If we regularly expose ourselves to substances that affect the way we think or feel, then the nervous system will make adaptions to accommodate. If you feel cold, you get goose-bumps and put a coat on – back in homeostasis again. Or if you feel hungry, your stomach rumbles, and you eat some food – back in homeostasis again. Or if you feel tired, you yawn, and go to sleep – back in homeostasis again. Or if you use cannabis regularly, then the brain will compensate by reducing the number of dopaminergic receptors in your brain (the ‘happy shop’ in your brain – your ability to feel good – to feel ‘normal’). It does this because it recognises that you’re getting this ‘happy overload’ from the cannabis, and it has to balance that out.

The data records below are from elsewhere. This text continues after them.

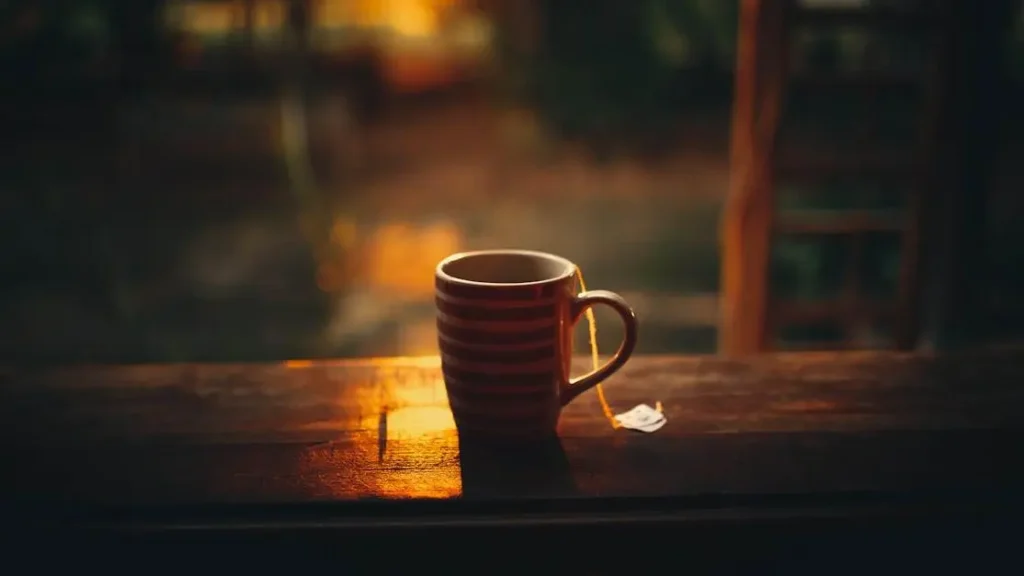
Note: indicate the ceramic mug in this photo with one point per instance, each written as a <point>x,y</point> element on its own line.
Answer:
<point>505,323</point>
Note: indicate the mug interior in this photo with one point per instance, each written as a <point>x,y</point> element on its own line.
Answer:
<point>512,266</point>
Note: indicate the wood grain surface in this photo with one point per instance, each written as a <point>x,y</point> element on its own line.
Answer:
<point>347,430</point>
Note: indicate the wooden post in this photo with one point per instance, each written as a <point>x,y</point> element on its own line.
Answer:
<point>747,227</point>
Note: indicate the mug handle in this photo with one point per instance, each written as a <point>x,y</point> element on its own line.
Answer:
<point>580,305</point>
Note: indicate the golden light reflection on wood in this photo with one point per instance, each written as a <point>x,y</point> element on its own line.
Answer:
<point>400,433</point>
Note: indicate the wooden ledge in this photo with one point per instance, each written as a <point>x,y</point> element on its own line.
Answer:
<point>304,432</point>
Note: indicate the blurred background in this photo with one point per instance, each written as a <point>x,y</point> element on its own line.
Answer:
<point>257,179</point>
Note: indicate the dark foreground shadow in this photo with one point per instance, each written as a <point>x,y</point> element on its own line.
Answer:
<point>493,469</point>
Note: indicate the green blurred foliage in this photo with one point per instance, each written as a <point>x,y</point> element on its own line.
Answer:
<point>619,71</point>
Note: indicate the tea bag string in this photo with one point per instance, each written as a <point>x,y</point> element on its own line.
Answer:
<point>596,362</point>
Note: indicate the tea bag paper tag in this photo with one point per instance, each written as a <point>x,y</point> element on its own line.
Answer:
<point>642,418</point>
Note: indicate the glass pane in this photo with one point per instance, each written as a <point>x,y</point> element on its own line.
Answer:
<point>853,49</point>
<point>841,194</point>
<point>824,334</point>
<point>882,260</point>
<point>224,207</point>
<point>809,268</point>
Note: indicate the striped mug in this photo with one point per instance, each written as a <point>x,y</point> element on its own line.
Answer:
<point>505,323</point>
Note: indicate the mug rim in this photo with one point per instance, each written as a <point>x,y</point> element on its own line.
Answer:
<point>570,268</point>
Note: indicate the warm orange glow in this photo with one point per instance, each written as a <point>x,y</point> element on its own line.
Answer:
<point>208,17</point>
<point>400,257</point>
<point>397,361</point>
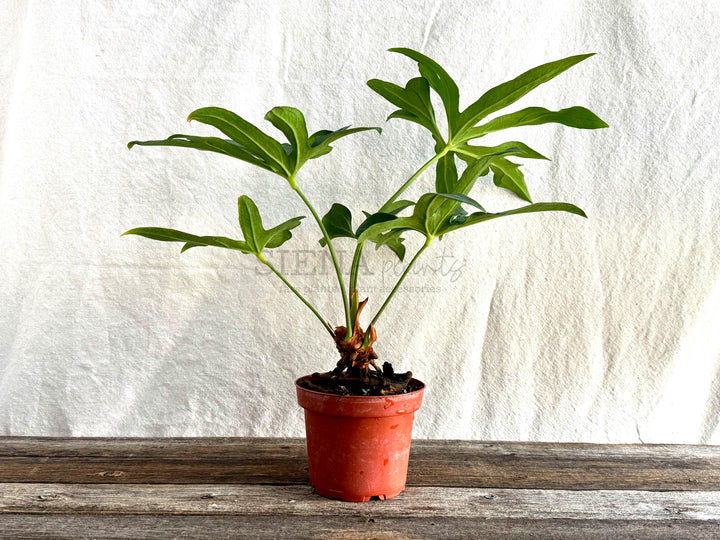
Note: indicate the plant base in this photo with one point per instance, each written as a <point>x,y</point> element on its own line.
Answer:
<point>358,446</point>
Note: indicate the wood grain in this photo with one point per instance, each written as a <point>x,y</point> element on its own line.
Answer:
<point>415,502</point>
<point>432,463</point>
<point>257,488</point>
<point>87,526</point>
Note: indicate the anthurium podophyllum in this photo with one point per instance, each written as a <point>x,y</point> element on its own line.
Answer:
<point>446,209</point>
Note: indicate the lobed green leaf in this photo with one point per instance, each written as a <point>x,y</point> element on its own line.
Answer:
<point>291,122</point>
<point>577,117</point>
<point>190,240</point>
<point>208,144</point>
<point>255,234</point>
<point>440,81</point>
<point>508,175</point>
<point>249,136</point>
<point>509,92</point>
<point>338,223</point>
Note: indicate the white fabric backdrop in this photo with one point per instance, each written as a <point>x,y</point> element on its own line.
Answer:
<point>545,327</point>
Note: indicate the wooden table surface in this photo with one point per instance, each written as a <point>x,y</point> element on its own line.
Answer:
<point>258,488</point>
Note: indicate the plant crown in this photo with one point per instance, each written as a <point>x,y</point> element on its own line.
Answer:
<point>433,215</point>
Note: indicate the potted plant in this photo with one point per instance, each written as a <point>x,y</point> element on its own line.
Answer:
<point>359,414</point>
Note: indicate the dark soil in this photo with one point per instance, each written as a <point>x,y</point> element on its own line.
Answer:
<point>376,383</point>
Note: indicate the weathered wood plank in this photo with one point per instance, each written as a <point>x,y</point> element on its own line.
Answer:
<point>432,463</point>
<point>34,526</point>
<point>416,502</point>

This means that, pretty soon, your ability to feel ‘normal’; to enjoy the simple things of life; not to get annoyed over silly things, is reduced. So now, you only feel ‘good’ when you smoke cannabis - because this is now your normalised homeostatic state. And if you’re using ADHD medication, this will likely be methylphenidate or a similar amphetamine-based substance. The good news is that it will ‘stimulate’ your mind to help you maintain attention for as long as the drug remains in your nervous system. It’s imitating a fully developed cortex brain that is able to maintain attention naturally. But the bad news is that, once again, the brain has to compensate for this regular dopaminergic ‘rush’. So, once again, you will find that you may start to feel ‘flat’ and find it harder to get pleasure from the simple things around you.
The key here is to recognise that it’s not the substance that is critical, so much as what your brain has to do to compensate for it. Just the same as it not being the event that you experience that is critical as much as the interpretation that you make. As therapists, we need to understand these processes and dynamics, because their effects are intimately linked and directly causal in gradually developing mental health conditions.